A second source of discrepancy is the conflation of intersubjective depth with intersubjective breadth. Depth refers to the number of recursive perspective-taking levels within a dyadic exchange (e.g., S’s belief about O’s belief about S’s belief). Breadth refers to the number of agents whose perspectives are tracked simultaneously (e.g., tracking A’s, B’s, and C’s separate beliefs). Research on interpersonal perception measures depth within dyads, capping out at meta-meta-perspectives (Assa-Eley & Kimberlin, 2005; Heasman & Gillespie, 2017; Koerner & Schrodt, 2014). Research on orders of intentionality has tended to count the mindstates of all agents, combining intersubjective depth and breadth (Dunbar et al., 2016). A six-order story with three agents may have only three levels of depth. Distinguishing intersubjective depth and breadth explains why intentionality research reports higher orders of intentionality.
Finally, why have interpersonal-structural approaches neglected the third level of intersubjectivity despite conceptualizing it as critical for resolving misunderstandings? I suggest it is because they use questionnaires. Questionnaire items about meta-meta-perspectives are confusing to answer and produce messy results. The issue is that asking an explicit question about any level of intersubjectivity entails responding at one level higher (Gillespie & Cornish, 2010). In contrast, orders of intentionality have been observed in jokes (Dunbar et al., 2016) and in recalled story elements (Kinderman et al., 1998). Observational methods have an advantage because they don’t require participants to self-report on their perspective-taking; it is done by the researchers.

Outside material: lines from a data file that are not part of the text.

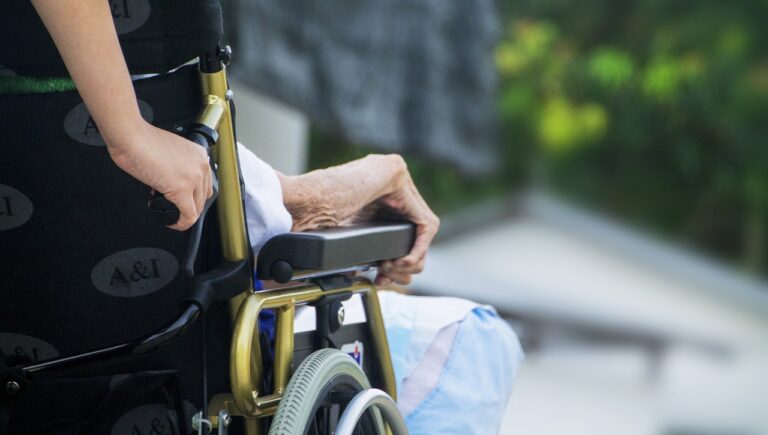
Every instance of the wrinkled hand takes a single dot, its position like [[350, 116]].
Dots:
[[168, 163], [406, 201]]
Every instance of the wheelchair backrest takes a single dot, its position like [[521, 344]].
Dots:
[[83, 263]]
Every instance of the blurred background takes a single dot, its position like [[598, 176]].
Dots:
[[599, 167]]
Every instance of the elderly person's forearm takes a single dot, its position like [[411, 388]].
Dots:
[[328, 197]]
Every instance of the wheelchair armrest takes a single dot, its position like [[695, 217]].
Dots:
[[331, 249]]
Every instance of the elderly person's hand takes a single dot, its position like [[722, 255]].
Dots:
[[356, 190]]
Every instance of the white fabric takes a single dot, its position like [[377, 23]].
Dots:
[[455, 363], [413, 322], [265, 213]]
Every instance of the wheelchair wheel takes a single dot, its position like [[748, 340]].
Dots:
[[318, 393]]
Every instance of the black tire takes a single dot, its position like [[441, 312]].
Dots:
[[317, 394]]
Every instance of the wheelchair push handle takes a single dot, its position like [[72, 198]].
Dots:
[[164, 210], [167, 213]]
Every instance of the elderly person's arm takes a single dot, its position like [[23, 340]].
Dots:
[[337, 195]]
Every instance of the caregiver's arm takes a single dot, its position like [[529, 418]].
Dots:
[[329, 197], [85, 36]]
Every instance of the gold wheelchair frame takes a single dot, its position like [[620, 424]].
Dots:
[[248, 399], [246, 369]]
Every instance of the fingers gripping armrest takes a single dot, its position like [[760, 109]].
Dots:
[[330, 249]]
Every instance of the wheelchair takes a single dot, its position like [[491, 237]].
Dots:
[[235, 377]]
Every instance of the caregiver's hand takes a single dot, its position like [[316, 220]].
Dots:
[[174, 166], [85, 36]]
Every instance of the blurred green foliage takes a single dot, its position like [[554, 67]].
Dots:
[[654, 111]]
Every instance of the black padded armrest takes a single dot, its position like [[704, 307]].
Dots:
[[333, 249]]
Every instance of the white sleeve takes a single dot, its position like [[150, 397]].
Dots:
[[266, 215]]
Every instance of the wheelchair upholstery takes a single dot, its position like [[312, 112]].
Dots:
[[155, 35], [84, 265], [74, 280]]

A self-report question at level N requires the respondent to report on level N from level N+1. The question ‘Do you believe X?’ requires awareness of one’s believing (level 2 operation on level 1 content). The question ‘Do you think she believes X?’ requires awareness of one’s meta-belief (level 3 operation on level 2 content). The question ‘Do you think she believes that you believe X?’ requires level 4 operation on level 3 content, which pushes respondents toward their intersubjective ceiling. Self-report methods are therefore unwittingly capped at studying one less intersubjective level than the method appears to target, explaining the systematic neglect of meta-meta-perspectives despite their theoretical importance.
Disentangling these three methodological issues reveals a deep convergence underlying superficial differences. Using different methods and theoretical traditions, these approaches converge on explicitly indexed (not implicit or self-reported) recursive (intersubjective depth, not breadth) perspective-taking having three levels. Why do social relations stabilize on three levels of perspective-taking? How are these anchored in social interaction?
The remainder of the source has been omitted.